I loved it. You should go. Really.
And like my experience at Sleep No More, it points to some interesting ideas for exhibition and experience design.
Then She Fell follows a different model to Sleep No More. For a start it operates at a far reduced scale – only 15 audience members per performance. This has the benefit of creating a very intimate experience and one that guarantees everyone gets several intense one-on-one moments with the performers. In fact my journey began with an intimate moment inside a cupboard and later in the performance when I ended up in a larger group with other audience members I felt a little annoyed at their presence – as if they’d now were able to share ‘my journey’.

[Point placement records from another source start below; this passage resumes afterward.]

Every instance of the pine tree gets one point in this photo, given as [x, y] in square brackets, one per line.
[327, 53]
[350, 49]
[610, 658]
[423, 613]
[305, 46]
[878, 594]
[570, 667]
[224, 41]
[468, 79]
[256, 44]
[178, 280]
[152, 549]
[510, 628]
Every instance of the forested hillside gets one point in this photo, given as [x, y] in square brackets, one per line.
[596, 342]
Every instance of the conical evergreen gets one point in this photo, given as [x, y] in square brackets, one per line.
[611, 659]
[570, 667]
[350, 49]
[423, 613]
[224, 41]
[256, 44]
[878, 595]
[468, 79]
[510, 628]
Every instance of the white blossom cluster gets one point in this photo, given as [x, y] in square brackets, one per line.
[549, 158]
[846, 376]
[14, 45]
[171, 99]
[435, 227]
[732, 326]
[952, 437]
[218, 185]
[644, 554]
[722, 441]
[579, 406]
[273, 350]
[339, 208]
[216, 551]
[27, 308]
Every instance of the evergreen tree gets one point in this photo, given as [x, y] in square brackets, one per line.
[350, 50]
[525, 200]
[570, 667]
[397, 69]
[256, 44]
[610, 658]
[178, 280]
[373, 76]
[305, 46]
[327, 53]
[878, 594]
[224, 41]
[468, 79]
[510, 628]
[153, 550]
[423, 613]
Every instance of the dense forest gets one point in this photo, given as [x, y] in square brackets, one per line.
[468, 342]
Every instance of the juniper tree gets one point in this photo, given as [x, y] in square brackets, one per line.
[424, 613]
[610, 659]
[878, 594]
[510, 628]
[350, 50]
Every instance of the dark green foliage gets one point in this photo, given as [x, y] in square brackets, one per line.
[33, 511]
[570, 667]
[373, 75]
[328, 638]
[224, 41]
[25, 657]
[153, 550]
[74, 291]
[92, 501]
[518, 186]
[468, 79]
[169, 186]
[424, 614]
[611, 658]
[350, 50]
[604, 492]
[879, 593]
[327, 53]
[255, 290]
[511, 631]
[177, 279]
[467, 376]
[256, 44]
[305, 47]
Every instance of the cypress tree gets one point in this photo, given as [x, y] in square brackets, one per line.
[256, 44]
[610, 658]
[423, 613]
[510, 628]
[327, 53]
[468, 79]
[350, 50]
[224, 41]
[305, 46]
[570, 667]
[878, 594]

The other difference is that it, as we say in video game parlance, is far more ‘on rails‘. Unlike the sandbox world of Sleep No More in which the audience roams pretty freely and events/acts happen at certain times in certain places whether or not audience members are there or not, in Then She Fell you are led along your path – often hand-in-hand with a performer. Importantly, every audience member is on a different path that come together and intersect at various points. Speaking to my friends afterwards it was clear that there is a core series of sequences that every audience member gets to experience in different sequences, but that there are also a group of other unique experiences that are only happen to one or two people. The choreography of the 15 audience members with this sequencing reminded me of the intertwined stories for the different playable characters – each with their own story – in Dragon Age: Origins.
This points to a complex multi-linear narrative as opposed to the almost non-linearity of Sleep No More. No one can accidentally ‘miss everything’ as I’ve heard a few complain of the Sleep No More experience, and this makes it instantly rewarding for ‘all’. In museum terms, it means it is more like that private collection tour with a senior curator – which all museums have trouble ‘scaling up’. (Although Neal Stimler’s experiments with Google Glass-led curator tours at the Met and the National Museum of Australia’s robot docent trials might offer new opportunities).
More broadly, I’m finding that these sorts of performances point to a growing pervasiveness of ‘video game literacy’. Not only do these productions draw on the tropes of video game design and multi-linear nested narratives, the audience is supposed to know and understand how to inhabit the worlds that these narratives create. This is something that museums haven’t worked out how to do well yet – and yet our audiences are increasingly developing these literacies charged by the mainstreaming of video gaming and also their influence on mainstream TV and cinema.